Où vingt, vingt-cinq milliers,

Ou plus,

Ont quitté la vie.

 

Ici, la boue chante des accents étouffés

Quand elle descend avec les rigoles

Nées au sommet, où le camp trônait

Là, les arbres ont été nourris à la cendre humaine

Chacun de ces humains au peu à peu qui passait,

Tandis qu’ailleurs des clochers comptaient le temps

 

Chacun de ces humains des deux côtés des barreaux

Chacun

Chacun

Est mort dans la mort

Mort dans la mort de chacune des victimes

 

Chacun de ces humains était un amour pour quelqu'un

Sa photo l’attendant là où les bombes n’étaient pas tombées

Que reste-t-il de ces amours ?

 

Il reste

Nous.

Nous…

 

Il est fini le temps des chrysanthèmes

Nous ne sommes pas plus que des liserons

Pour fleurir encor chaque année, nous montons

à l'assaut des grillages rouillés : golems.

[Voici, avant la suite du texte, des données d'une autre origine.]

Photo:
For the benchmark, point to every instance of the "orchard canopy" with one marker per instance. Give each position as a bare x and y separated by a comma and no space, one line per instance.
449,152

Nous tissons nos fils au-dessus de l’oubli

Sur une mémoire hérissée, accrochés

Nous flottons comme du linge toujours taché

Partout les chapelets de rosée nous prient

Sous la pluie des jours, nous ne pouvons sécher

Nous ne serons plus ni drapeaux ni oriflammes

Tous ces humains sacs de peaux jetés dans les flammes

Nous habitent, nous emportent, nous soulèvent,

Pour fleurir juste un peu plus haut que leurs rêves

Sur la dernière ombre des barbelés rouillés ;

Alors, liserons, à l'assaut des lignes, fleurissons.